Depletion of MRN proteins correlates with chromatin breakage. (A–C, F–J, and L) Localization and mean intensity of INCENP, Mre11, phospho-ATM-Ser1981 (pATM-Ser1981) or V5-INCENP at the midbody in telophase BE cells with chromatin bridges. Cells were transfected or treated with 25 µM mirin for 4 h. Values represent mean ± SD from n cells. Values in control or WT control were set to 1. Broken chromatin bridges are indicated by dotted arrows. Insets show 1.6× magnification of the midbodies. Scale bars, 5 µm. (D and E) Fluorescence (t = 0 min) and phase-contrast live-cell imaging of HeLa cells expressing LAP2b:RFP. Cells were treated with 10 µM KU-55933 immediately before filming. Time is from the detection of the intercellular canals containing LAP2b:RFP bridges.
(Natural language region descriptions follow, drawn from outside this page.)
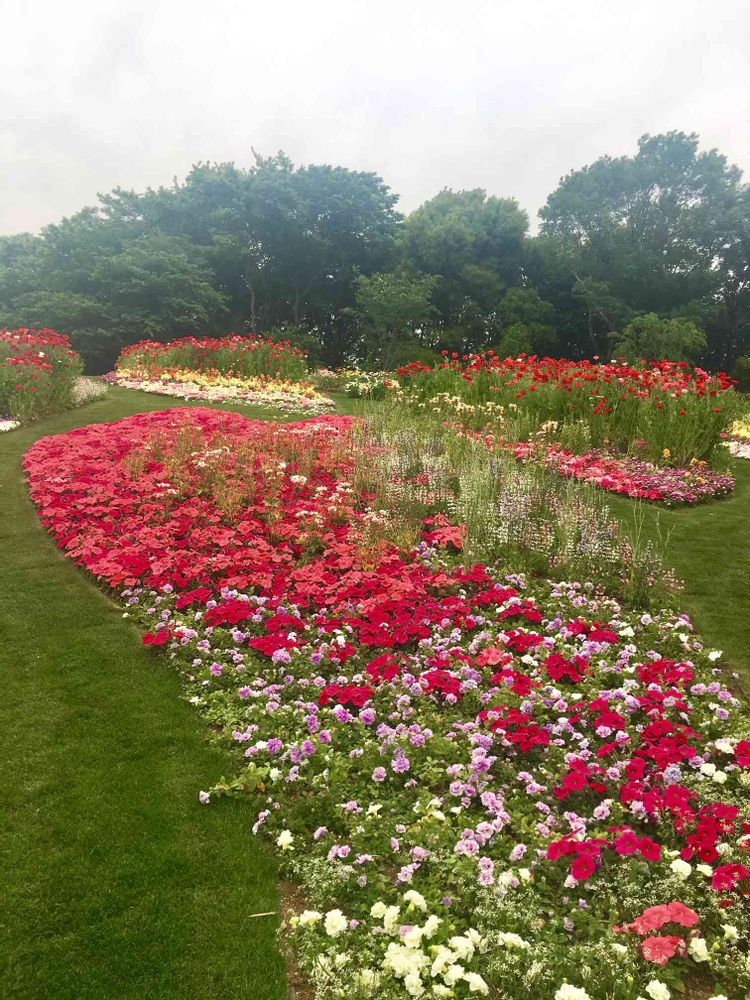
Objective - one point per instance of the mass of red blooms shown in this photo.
(633, 477)
(490, 722)
(528, 373)
(235, 354)
(38, 370)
Intact intercellular canals are indicated by solid arrows and broken canals are indicated by dotted arrows. Related to Video 9. (K and M) Frequency of broken chromatin bridges in BE cells in cytokinesis. Values represent mean ± SD from three independent experiments (n > 150). ***, P < 0.001 (ANOVA and Student’s t test). (N) Proposed mechanism by which the MRN–ATM–Chk2–INCENP pathway delays abscission in cytokinesis with chromatin bridges. AurB, Aurora B; p, phosphorylation; S, serine.

Figure S5.

Expression of GFP:Nbs1 (ΔC20) reduces ATM localization to the midbody and induces chromatin bridge breakage in cytokinesis. (A–D and F–I) Localization of Nbs1, phospho-Aurora B-Ser331 (pAurora B-Ser331), ATM, or INCENP and mean intensity at the midbody in BE cells in cytokinesis with chromatin bridges. Values represent mean ± SD from n cells. (E) Western blot analysis of total Nbs1 and tubulin in BE cells expressing GFP:Nbs1 (ΔC20). (J) Frequency of BE cells with broken chromatin bridges. Values represent mean ± SD from three independent experiments (n > 150). ***, P < 0.001 (ANOVA and Student’s t test). (K) Treatment with mirin impairs ATM-Ser1981 phosphorylation (pATM-Ser1981) by etoposide. BE cells were treated with 10 µM etoposide in the absence or presence of 25 µM mirin for 4 h. (L–P) Localization of WT, Ser91A or Ser91D V5-INCENP in BE cells. Insets show 1.6× magnification of the midbodies. Broken chromatin bridges are indicated by dotted arrows. Scale bars, 5 µm.